A similar classification applies to use scenario B (quality inspection) of Research Question C – Integration into the development process for ML-based medical devices. In this case, the ML-based system is not directly included in a medical device, but represents a part of its production system. According to the AI Act [7], the system is still considered a high-risk AI system as long as it represents a safety critical component of a medical device, which itself would be rated high-risk. A quality check for identifying deficiencies in surgical instruments, which can lead to serious harm, usually needs to be considered as a safety critical component. Additionally, the ISO 13485 [27] as the standard for quality management systems requires that tools used in the production system need to undergo a computer system validation (CSV), if they potentially lead to risks in the application of the medical device. Thus, the evaluation of the ML-based models in the use scenario A and B need to be addressed in a similar way.

General principles for risk management according to the MDR

As a central requirement, the evaluation of medical devices and their components has to be related to clinical performance. This is a key aspect for the development of medical devices as required in the corresponding regulations, in particular in the MDR [6]. Risks to the health of the patient have to be considered, since they constitute important clinical effects. This applies to both use cases, since both of them include potential serious harm. According to [6], the risks have to be reduced as much as reasonably possible (ALARP principle). This has to be performed unless no further substantial improvement of the risk-benefit relation can be achieved [6]. This applies to single risks as well as the overall risk of the device.
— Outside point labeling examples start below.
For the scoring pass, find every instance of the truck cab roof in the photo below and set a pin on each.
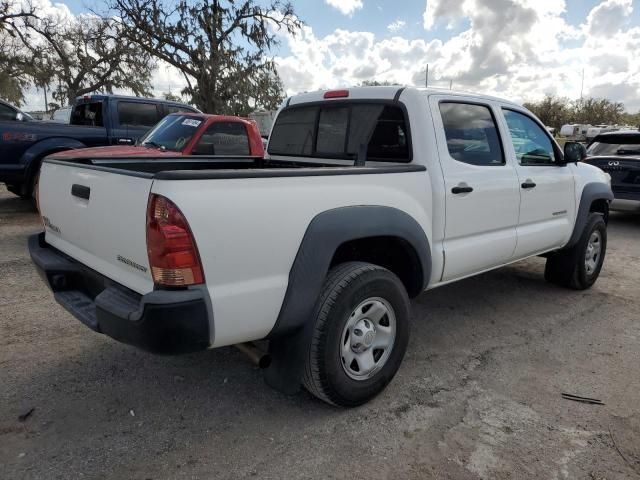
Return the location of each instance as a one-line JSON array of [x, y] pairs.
[[97, 97], [392, 92]]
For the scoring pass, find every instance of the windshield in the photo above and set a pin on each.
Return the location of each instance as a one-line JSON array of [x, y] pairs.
[[172, 133], [615, 146]]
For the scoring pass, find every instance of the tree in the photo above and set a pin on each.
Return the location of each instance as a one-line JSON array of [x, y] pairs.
[[597, 111], [15, 67], [220, 46], [85, 56]]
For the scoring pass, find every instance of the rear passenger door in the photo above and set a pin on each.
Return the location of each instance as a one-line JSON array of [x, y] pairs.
[[547, 205], [481, 187], [223, 138]]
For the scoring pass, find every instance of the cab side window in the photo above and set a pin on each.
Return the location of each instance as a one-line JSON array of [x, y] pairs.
[[530, 142], [7, 113], [472, 134]]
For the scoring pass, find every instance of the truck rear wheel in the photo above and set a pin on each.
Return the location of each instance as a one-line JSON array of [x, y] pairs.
[[360, 334], [579, 266]]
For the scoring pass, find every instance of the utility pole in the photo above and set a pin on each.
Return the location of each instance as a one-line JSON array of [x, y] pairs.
[[46, 103]]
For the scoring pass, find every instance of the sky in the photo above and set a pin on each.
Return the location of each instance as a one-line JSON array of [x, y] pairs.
[[516, 49]]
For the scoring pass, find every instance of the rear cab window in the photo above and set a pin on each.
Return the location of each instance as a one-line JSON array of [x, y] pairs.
[[178, 109], [138, 114], [224, 138], [173, 132], [338, 130], [616, 145], [88, 114]]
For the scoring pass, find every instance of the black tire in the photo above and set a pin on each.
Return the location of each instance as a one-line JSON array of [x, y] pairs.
[[568, 268], [346, 286]]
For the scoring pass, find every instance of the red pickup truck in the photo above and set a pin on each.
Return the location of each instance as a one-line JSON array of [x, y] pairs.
[[187, 134]]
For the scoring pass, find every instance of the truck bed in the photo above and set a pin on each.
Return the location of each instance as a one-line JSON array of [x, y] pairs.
[[215, 167]]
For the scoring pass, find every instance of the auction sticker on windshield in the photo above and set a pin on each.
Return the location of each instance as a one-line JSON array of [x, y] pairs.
[[190, 122]]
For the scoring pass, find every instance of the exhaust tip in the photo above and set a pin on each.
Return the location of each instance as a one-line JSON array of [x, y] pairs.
[[258, 357]]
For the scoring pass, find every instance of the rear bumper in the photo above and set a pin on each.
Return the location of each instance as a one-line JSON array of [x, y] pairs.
[[162, 321], [12, 174]]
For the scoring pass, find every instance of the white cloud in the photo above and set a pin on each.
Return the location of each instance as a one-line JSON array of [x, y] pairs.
[[516, 49], [395, 27], [609, 17], [346, 7]]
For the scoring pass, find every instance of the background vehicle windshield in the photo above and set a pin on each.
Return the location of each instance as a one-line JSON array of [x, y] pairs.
[[615, 146], [173, 132]]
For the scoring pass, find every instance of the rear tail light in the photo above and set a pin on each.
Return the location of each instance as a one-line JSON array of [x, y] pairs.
[[173, 255]]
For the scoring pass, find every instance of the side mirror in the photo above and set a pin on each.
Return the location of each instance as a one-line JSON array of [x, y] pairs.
[[574, 152]]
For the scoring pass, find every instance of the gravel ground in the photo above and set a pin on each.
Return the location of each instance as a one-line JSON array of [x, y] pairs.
[[478, 395]]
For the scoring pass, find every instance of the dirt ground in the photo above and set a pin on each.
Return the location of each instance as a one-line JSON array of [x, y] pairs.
[[478, 395]]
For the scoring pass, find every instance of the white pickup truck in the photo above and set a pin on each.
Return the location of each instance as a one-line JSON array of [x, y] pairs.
[[367, 197]]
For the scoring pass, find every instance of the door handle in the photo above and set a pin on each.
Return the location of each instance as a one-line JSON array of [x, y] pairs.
[[80, 191], [462, 188]]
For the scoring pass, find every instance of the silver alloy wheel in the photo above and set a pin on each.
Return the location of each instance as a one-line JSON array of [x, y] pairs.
[[592, 255], [368, 338]]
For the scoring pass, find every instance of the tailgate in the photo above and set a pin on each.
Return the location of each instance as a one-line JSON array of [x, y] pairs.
[[98, 218]]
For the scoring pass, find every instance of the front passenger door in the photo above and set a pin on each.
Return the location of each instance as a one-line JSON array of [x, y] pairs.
[[481, 189], [547, 190]]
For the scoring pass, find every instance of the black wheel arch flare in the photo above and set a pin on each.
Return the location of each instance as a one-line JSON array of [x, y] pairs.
[[291, 333]]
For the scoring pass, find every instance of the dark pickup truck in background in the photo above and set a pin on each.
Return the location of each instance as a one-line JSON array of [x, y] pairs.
[[96, 120], [618, 154]]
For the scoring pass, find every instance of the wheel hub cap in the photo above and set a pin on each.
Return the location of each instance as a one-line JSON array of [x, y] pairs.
[[368, 338], [363, 335], [592, 253]]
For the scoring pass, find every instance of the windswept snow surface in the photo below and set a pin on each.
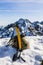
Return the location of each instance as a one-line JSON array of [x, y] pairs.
[[32, 55]]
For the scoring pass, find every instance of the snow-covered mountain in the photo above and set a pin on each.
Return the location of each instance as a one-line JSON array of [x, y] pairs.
[[25, 26], [32, 56]]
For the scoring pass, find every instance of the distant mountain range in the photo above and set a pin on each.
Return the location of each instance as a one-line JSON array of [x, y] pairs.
[[25, 26]]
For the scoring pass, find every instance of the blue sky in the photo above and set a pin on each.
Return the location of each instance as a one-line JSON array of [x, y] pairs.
[[12, 10]]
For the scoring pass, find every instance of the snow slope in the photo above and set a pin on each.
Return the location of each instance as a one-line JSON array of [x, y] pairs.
[[32, 55]]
According to the MDR and ISO 14971, risk management has to be applied during the entire development process. Literally, the MDR states that “risk management shall be understood as a continuous iterative process throughout the entire lifecycle of a device.” [6] Additionally, it considers safe design as one of the first options to eliminate or reduce risks as far as possible [6]. The development of an ML-based model is a central part of the development process. Thus, risk management has to be considered, in this phase as well. According to the ALARP principle, risk reduction has to be applied within the development of the model, if substantial changes can be achieved and no other measures can keep the particular and overall risks in an acceptable range. This implies that it should be considered to include adjustments with respect to risk-based factors also in the training, validation, and testing of ML-based models, if substantial risk reduction can be achieved this way. Otherwise, the reduction of risks remains limited.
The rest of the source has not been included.